Ла Фалуаз и не взглянул на девушку. Его влекла к себе Гага, он не спускал с нее глаз; по его мнению она была еще очень хороша, однако он не решился сказать это вслух.

Но вот дирижер поднял палочку, оркестр заиграл увертюру. Публика все еще входила, движение и шум росли. У этой особой публики, постоянно присутствующей на театральных премьерах, были свои излюбленные места, где с улыбкой встречались знакомые. Завсегдатаи держались развязно, чувствовали себя как дома и обменивались приветствиями, не снимая шляп.

Весь Париж был здесь, Париж литературный, коммерческий и веселящийся -

множество журналистов, несколько писателей, биржевиков и больше кокоток, чем порядочных женщин. То была странная смесь различных слоев общества, представленного всеми талантами, снедаемая всеми пороками, где на лицах лежала одна и та же печать, печать усталости и нервного возбуждения.
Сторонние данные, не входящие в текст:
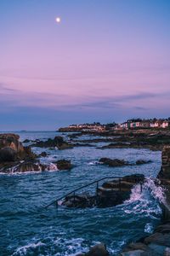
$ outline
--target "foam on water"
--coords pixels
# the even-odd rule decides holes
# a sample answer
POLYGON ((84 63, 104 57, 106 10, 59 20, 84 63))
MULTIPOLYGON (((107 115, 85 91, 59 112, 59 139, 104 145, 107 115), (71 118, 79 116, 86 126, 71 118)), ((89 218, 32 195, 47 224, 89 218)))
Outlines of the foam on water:
POLYGON ((132 189, 130 199, 124 202, 124 211, 126 213, 133 212, 134 214, 144 212, 154 218, 153 213, 156 215, 162 213, 159 203, 164 201, 163 188, 156 184, 153 179, 148 178, 142 185, 142 191, 140 184, 135 185, 132 189))

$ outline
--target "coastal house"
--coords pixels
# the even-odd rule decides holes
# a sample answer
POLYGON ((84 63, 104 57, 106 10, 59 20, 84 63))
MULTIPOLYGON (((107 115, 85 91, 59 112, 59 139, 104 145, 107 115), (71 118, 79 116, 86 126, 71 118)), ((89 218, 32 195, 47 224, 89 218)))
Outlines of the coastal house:
POLYGON ((164 120, 162 124, 162 128, 168 128, 169 127, 169 121, 164 120))
POLYGON ((124 122, 122 124, 120 125, 120 127, 122 129, 128 129, 128 122, 124 122))
POLYGON ((169 123, 167 119, 157 119, 150 123, 150 128, 168 128, 170 126, 169 123))

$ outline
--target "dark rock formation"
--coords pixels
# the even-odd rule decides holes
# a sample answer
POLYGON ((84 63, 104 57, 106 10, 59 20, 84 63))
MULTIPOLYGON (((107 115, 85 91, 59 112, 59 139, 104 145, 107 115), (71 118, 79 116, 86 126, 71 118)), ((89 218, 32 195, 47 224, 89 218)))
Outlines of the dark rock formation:
POLYGON ((128 244, 120 255, 170 255, 170 223, 159 225, 142 241, 128 244))
POLYGON ((48 154, 47 154, 45 151, 42 152, 42 153, 38 155, 38 157, 46 157, 46 156, 48 156, 48 154))
POLYGON ((136 161, 137 166, 150 164, 150 163, 151 163, 151 160, 139 160, 136 161))
POLYGON ((122 179, 114 179, 104 183, 97 188, 96 195, 88 194, 70 195, 62 202, 67 207, 110 207, 122 204, 130 196, 132 188, 144 179, 143 175, 126 176, 122 179))
POLYGON ((109 256, 109 252, 105 244, 99 243, 91 247, 85 256, 109 256))
POLYGON ((60 160, 56 161, 54 164, 56 164, 57 168, 59 170, 71 170, 72 168, 72 165, 71 163, 71 160, 60 160))
POLYGON ((0 162, 10 162, 16 160, 17 152, 10 147, 0 149, 0 162))
POLYGON ((16 134, 0 135, 0 163, 22 160, 26 158, 35 158, 30 147, 24 147, 16 134))
POLYGON ((39 148, 54 148, 57 147, 58 149, 67 149, 72 148, 73 146, 67 142, 65 142, 62 137, 55 137, 54 139, 48 139, 47 141, 40 141, 31 145, 32 147, 39 148))
POLYGON ((100 163, 103 163, 106 166, 109 166, 110 167, 118 167, 118 166, 129 166, 129 163, 119 159, 110 159, 107 157, 101 158, 99 160, 100 163))
POLYGON ((162 153, 162 169, 158 178, 170 179, 170 146, 165 146, 162 153))

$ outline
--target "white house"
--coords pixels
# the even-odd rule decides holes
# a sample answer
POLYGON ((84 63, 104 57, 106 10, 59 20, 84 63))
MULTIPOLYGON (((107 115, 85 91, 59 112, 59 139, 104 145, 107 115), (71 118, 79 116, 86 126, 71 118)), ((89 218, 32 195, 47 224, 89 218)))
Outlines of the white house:
POLYGON ((167 128, 169 127, 169 122, 167 120, 164 120, 162 124, 162 128, 167 128))

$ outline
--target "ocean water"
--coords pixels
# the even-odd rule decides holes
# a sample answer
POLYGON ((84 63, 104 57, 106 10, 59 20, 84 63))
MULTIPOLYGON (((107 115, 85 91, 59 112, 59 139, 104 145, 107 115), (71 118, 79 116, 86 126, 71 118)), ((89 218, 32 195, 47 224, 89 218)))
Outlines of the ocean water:
MULTIPOLYGON (((54 138, 57 132, 17 132, 20 140, 54 138)), ((88 137, 83 137, 84 139, 88 137)), ((161 152, 149 149, 99 149, 81 147, 67 150, 33 148, 49 155, 42 162, 71 160, 71 171, 0 175, 0 255, 66 256, 87 252, 104 242, 110 255, 117 255, 129 241, 151 233, 161 219, 159 201, 163 192, 150 179, 161 168, 161 152), (150 160, 143 166, 110 168, 99 164, 101 157, 150 160), (82 185, 105 177, 143 173, 148 177, 142 193, 137 185, 122 205, 110 208, 66 209, 44 207, 82 185)), ((94 188, 88 188, 93 192, 94 188)))

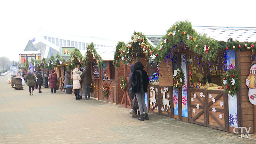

Отвечая на вопросы кузена, Фошри показал ему ложи журналистов и затем обратил его внимание на театральных критиков: на одного - худого, высохшего, с тонкими злыми губами, а особенно на другого - добродушного толстяка, навалившегося на плечо своей соседки, молоденькой девушки, с которой он не сводил отечески-нежного взгляда. И вдруг Фошри замолчал, увидев, что Ла Фалуаз раскланивается с господами, занимавшими одну из лож против сцены. По-видимому, это его удивило:

- Вот как, ты знаком с графом Мюффа де Бевиль?

- Давным-давно, - ответил Гектор. - Мы с Мюффа были соседями по имению.

Я часто бываю у них... Граф здесь с женой и тестем, маркизом де Шуар.

Подстрекаемый тщеславием, радуясь, что ему удалось удивить кузена, Ла Фалуаз пустился в подробности: маркиз - статский советник, а граф только что назначен камергером двора императрицы. Фошри вооружился биноклем и стал разглядывать графиню, полную брюнетку с белой кожей и прекрасными черными глазами.

- Представь меня ей в антракте, - сказал он, закончив свой осмотр. - Я уже встречался с графом, но мне хотелось бы попасть на их вторники.

С верхних ярусов донеслось яростное шиканье. Началась увертюра, а публика все еще входила. Запоздавшие зрители заставляли подниматься с мест целые ряды, в ложах хлопали двери, в коридорах спорили грубые голоса.

Говор все не умолкал, напоминая щебет несметной стаи болтливых воробьев в сумерки. Все в зале смешалось; мелькали руки, головы, одни зрители усаживались поудобнее, другие упорно отказывались сесть, желая в последний раз окинуть взглядом зал. Из темной глубины партера раздался негодующий крик: "Сядьте! Сядьте!" По залу пронесся трепет: наконец-то они смогут увидеть знаменитую Нана, о которой Париж говорит целую неделю.

Мало-помалу шум голосов утих, только изредка прорывался чей-нибудь густой голос. И этот угасающий ропот, замиравшие вздохи зала заглушил оркестр, рассыпая стремительно легкие звуки игривого вальса, в ритме которого звенел смех озорной шутки. Раззадоренная публика заранее улыбалась. А клака, сидевшая в первых рядах партера, бешено зааплодировала. Занавес поднялся.

- Смотри-ка, - сказал Ла Фалуаз, продолжая разговор с Фошри, - подле Люси сидит какой-то господин.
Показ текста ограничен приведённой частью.